Ben Shahn (1898-1969) is among the most important American artists of this century. In this first illustrated biography of Shahn's full career, Greenfeld, founder of Orion Press and a friend of Shahn in his later years, traces the artist's life from his birth in Lithuania through his emigration to the United States at age eight, his early apprenticeship as a commercial lithographer, and his involvement with social causes in the 1920s and 1930s. Shahn's important work for various New Deal art projects (as an administrator, painter, muralist, and photographer) is explored in great detail. Making extensive use of archival sources and with the cooperation of Shahn's widow, the artist Bernarda Bryson Shahn, Greenfeld illuminates diverse aspects of Shahn's life. While placing Shahn's work in the context of contemporary American art (Shahn eschewed the abstract trends that periodically swept over his compatriots), Greenfeld also explores the often unpleasant but revealing circumstances of his personal life.

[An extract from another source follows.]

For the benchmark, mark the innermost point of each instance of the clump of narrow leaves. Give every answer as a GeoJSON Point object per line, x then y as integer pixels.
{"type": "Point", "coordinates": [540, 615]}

Highly recommended for collections with an interest in American art or 20th-century biography.--Martin R. Kalfatovic, Smithsonian Institution Libs., Washington, DC

David Cohen

...Greenfeld's approach scrupulously balances the personal and the political to provide a rounded portrait....[The] book gives a convincing sense of a determined individual making his mark....Readers are left to infer for themselves a connection between his personal angst and his affinity with the oppressed. -- The New York Times Book Review

Kirkus Reviews

Although he knew Ben Shahn, had access to his papers, and spent many hours interviewing his widow and adult children, Greenfeld's biography remains curiously dispassionate.